Menurut pengamat ekonomi asal kota Medan, Gunawan Benjamin, kepada Mediaperkebunan.id, Senin (22/9/2025), situasi itu sepertinya bakal berlaku berbagai provinsi sentra perkebunan di Indonesia, termasuk Provinsi Sumatera Utara (Sumut) yang memiliki basis komoditas unggulan seperti sawit maupun karet.
“Daerah-daerah yang menjadi sentra perkebunan seperti Provinsi Sumut sepertinya kurang mampu untuk menyerap dana yang parkir di Himbara tersebut,” kata pengajar di Universitas Islam Negeri Sumatera Utara (UINSU) ini.
Gunawan Benjamin melihat dana Rp 200 triliun yang disalurkan Menteri Keuangan (Menkeu) Purbaya Yudhi Sadewa itu lebih tepat bila disalurkan ke pelaku usaha mikro, kecil, dan menengah (UMKM).

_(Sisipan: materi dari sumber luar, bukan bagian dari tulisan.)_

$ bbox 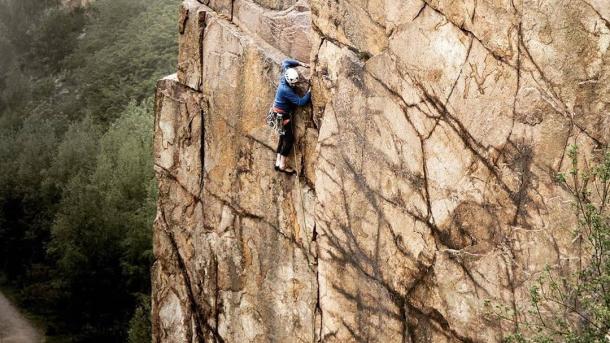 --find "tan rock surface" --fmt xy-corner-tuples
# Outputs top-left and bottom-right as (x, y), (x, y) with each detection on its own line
(153, 0), (610, 343)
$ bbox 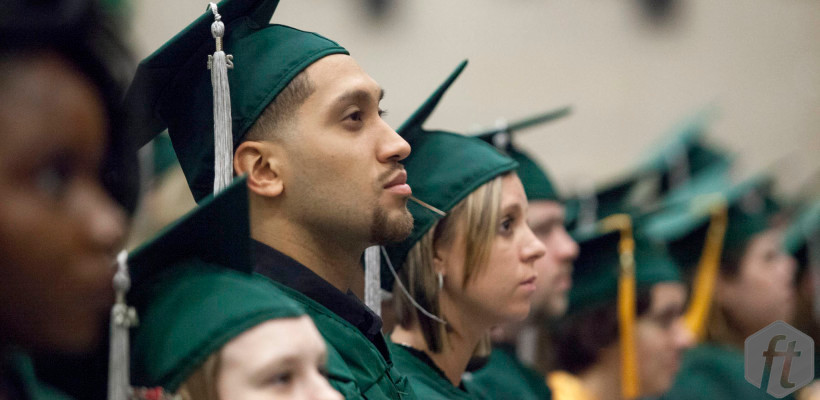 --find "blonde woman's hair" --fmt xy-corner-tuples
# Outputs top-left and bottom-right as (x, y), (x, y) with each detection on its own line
(394, 174), (507, 353)
(177, 350), (222, 400)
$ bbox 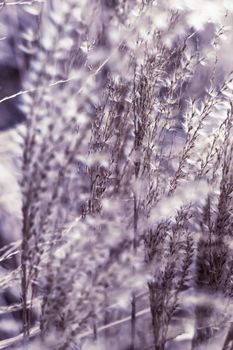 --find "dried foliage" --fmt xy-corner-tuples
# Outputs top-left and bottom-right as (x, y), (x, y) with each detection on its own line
(0, 0), (233, 350)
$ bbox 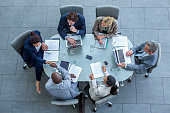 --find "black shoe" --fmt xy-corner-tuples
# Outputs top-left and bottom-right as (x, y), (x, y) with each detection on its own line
(145, 74), (149, 78)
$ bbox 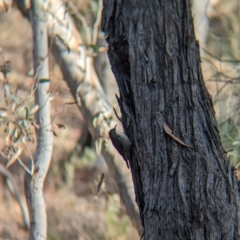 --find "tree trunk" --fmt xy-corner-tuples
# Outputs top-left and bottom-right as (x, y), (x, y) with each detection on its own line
(25, 0), (53, 240)
(102, 0), (239, 240)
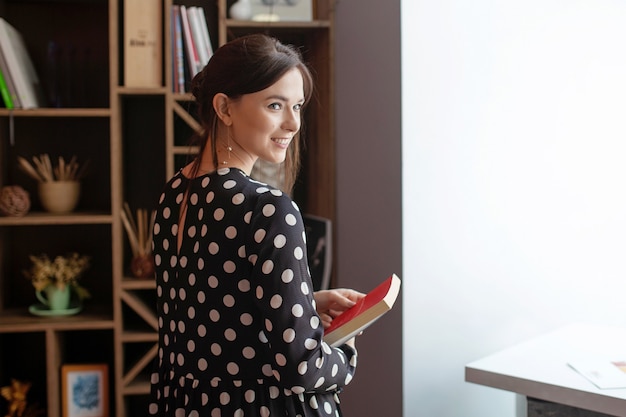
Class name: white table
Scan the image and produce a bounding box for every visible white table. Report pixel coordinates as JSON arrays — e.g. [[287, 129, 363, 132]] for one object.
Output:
[[465, 324, 626, 417]]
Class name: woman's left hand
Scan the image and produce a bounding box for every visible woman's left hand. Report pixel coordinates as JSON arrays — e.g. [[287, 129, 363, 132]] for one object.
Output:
[[313, 288, 365, 329]]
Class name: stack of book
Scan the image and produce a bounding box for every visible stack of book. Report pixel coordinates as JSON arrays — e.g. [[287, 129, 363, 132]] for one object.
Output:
[[170, 5, 213, 93], [0, 18, 44, 109]]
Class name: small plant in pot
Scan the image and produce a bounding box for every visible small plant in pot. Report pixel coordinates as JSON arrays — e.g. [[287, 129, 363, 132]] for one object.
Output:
[[122, 203, 155, 278], [17, 154, 87, 213], [24, 252, 91, 310]]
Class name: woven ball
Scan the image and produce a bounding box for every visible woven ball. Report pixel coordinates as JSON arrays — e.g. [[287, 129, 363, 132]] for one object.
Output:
[[0, 185, 30, 217]]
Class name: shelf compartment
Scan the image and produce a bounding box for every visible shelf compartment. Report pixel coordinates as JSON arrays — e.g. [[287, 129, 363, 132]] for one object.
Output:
[[0, 212, 113, 226]]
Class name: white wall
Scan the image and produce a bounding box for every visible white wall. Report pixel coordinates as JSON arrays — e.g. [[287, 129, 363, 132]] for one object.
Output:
[[402, 0, 626, 417], [335, 0, 402, 417]]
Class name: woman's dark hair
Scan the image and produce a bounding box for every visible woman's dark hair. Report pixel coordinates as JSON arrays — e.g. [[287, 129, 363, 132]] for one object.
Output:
[[185, 34, 313, 192]]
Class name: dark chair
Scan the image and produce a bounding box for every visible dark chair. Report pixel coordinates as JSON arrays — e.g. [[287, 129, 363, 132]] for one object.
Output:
[[302, 214, 333, 291]]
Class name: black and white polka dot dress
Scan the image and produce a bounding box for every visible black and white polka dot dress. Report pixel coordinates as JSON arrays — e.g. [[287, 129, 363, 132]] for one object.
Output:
[[149, 168, 356, 417]]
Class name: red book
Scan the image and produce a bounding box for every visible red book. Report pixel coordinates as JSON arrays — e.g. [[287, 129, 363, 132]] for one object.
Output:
[[324, 274, 400, 346]]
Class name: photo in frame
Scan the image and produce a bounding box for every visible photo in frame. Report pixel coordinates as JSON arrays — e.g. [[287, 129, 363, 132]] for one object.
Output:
[[250, 0, 314, 22], [61, 364, 109, 417]]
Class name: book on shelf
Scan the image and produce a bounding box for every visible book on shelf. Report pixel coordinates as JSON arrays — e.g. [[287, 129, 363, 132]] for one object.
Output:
[[0, 48, 22, 109], [0, 17, 45, 109], [124, 0, 163, 87], [170, 4, 185, 93], [187, 6, 213, 71], [0, 68, 13, 110], [180, 5, 202, 80], [568, 356, 626, 389], [324, 274, 401, 346], [197, 7, 213, 59]]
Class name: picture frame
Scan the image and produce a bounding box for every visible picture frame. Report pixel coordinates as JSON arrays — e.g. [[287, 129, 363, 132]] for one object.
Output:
[[61, 363, 109, 417], [250, 0, 314, 22]]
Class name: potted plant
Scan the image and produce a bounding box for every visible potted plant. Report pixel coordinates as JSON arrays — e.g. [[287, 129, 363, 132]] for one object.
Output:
[[24, 252, 91, 310], [17, 154, 87, 213]]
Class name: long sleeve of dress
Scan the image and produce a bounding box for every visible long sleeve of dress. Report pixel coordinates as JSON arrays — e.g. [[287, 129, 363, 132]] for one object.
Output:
[[247, 191, 356, 394]]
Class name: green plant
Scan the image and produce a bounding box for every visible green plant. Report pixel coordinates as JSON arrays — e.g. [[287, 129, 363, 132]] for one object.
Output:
[[24, 252, 91, 299]]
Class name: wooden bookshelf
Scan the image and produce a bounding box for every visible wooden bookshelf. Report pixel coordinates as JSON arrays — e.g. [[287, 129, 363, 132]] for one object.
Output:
[[0, 0, 335, 417]]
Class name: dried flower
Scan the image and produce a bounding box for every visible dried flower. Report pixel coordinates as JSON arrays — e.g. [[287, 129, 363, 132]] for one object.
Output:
[[24, 252, 91, 299]]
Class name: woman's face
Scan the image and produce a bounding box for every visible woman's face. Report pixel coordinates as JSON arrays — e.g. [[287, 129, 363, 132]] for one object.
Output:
[[229, 68, 304, 163]]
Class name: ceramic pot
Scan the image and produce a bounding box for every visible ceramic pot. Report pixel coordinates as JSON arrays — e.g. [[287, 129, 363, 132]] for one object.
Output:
[[38, 181, 80, 213], [35, 285, 72, 310]]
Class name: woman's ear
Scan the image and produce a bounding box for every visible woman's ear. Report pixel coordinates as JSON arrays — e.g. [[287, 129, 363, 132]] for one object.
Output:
[[213, 93, 233, 126]]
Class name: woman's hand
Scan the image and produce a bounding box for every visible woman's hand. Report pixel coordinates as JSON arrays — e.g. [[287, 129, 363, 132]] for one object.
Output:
[[313, 288, 365, 329]]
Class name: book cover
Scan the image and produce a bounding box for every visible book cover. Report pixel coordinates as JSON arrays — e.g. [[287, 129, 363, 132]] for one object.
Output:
[[0, 47, 22, 109], [0, 18, 43, 109], [171, 4, 185, 93], [0, 68, 13, 110], [324, 274, 401, 346], [180, 5, 200, 80], [124, 0, 163, 87], [197, 7, 213, 59], [568, 358, 626, 389]]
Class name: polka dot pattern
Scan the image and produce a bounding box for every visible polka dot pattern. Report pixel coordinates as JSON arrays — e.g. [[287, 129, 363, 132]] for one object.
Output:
[[148, 168, 356, 417]]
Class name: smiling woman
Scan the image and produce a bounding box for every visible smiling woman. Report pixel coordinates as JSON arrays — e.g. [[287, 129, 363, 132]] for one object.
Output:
[[149, 35, 363, 417]]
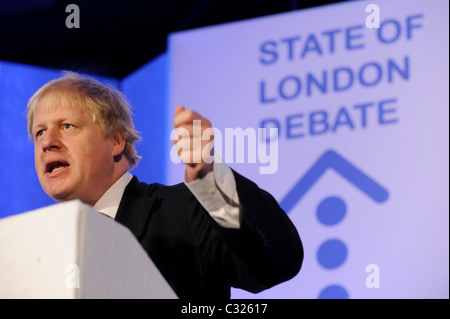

Dirinya bahkan mengungkapkan bahwa saat ini sebenarnya ada banyak perusahaan, termasuk di subsektor perkebunan, yang sebenarnya memiliki platform pinjaman namun terealisasikan atau dikenal dengan istilah undisbursed loan.
“Memang benar kalau saat ini ada sejumlah perusahaan perkebunan dan pengolahan karet yang mengalami kesulitan bahan baku hingga yang mengalami kesulitan operasional,” kata Gunawan Benjamin.
“Namun juga pada dasarnya perusahaan-perusahaan karet di Sumut itu tidak mengalami masalah dari sisi permodalan (sehingga tidak membutuhkan dana kredit dari perbankan -red),” sambungnya lagi.
Karena, tuturnya lebih lanjut, problem terbesar industri karet di Sumut itu, termasuk perusahaan pengolahan karet atau sektor hilir, justru menghadapi persoalan terkait lemahnya penjualan atau permintaan produknya, baik dari pasar dalam maupun luar negeri.
“Itu sebabnya saya tidak melihat ada urgensi serius perusahan-perusahaan perkebunan, termasuk karet dan sawit, di Sumut yang membutuhkan permodalan besar,” ucap Gunawan Benjamin.
“Perlu kita ketahui bahwa industri perbankan nasional itu pada dasarnya selama ini sudah menyediakan permodalan yang diperuntukan bagi perusahaan, termasuk untuk perusahaan perkebunan dan perusahaan industri pengolahan produk perkebunan,” tegas Gunawan Benjamin.
Dirinya menilai bahwa untuk sektor pertanian dan perkebunan, dana Rp 200 triliun di Himbara tersebut bakal berguna bila disalurkan ke tingkat koperasi desa (Kopdes) Merah Putih yang diluncurkan Presiden Prabowo Subianto beberapa waktu yang lalu.
“Tetapi tentu saja Kopdes Merah Putih sektor pertanian dan subsektor perkebunan yang mendapatkan dana kredit dari Himbara itu sudah memiliki lini bisnis yang diharapkan mampu mendorong geliat ekonomi di sektor pertanian dan perkebunan,” tegas Gunawan Benjamin.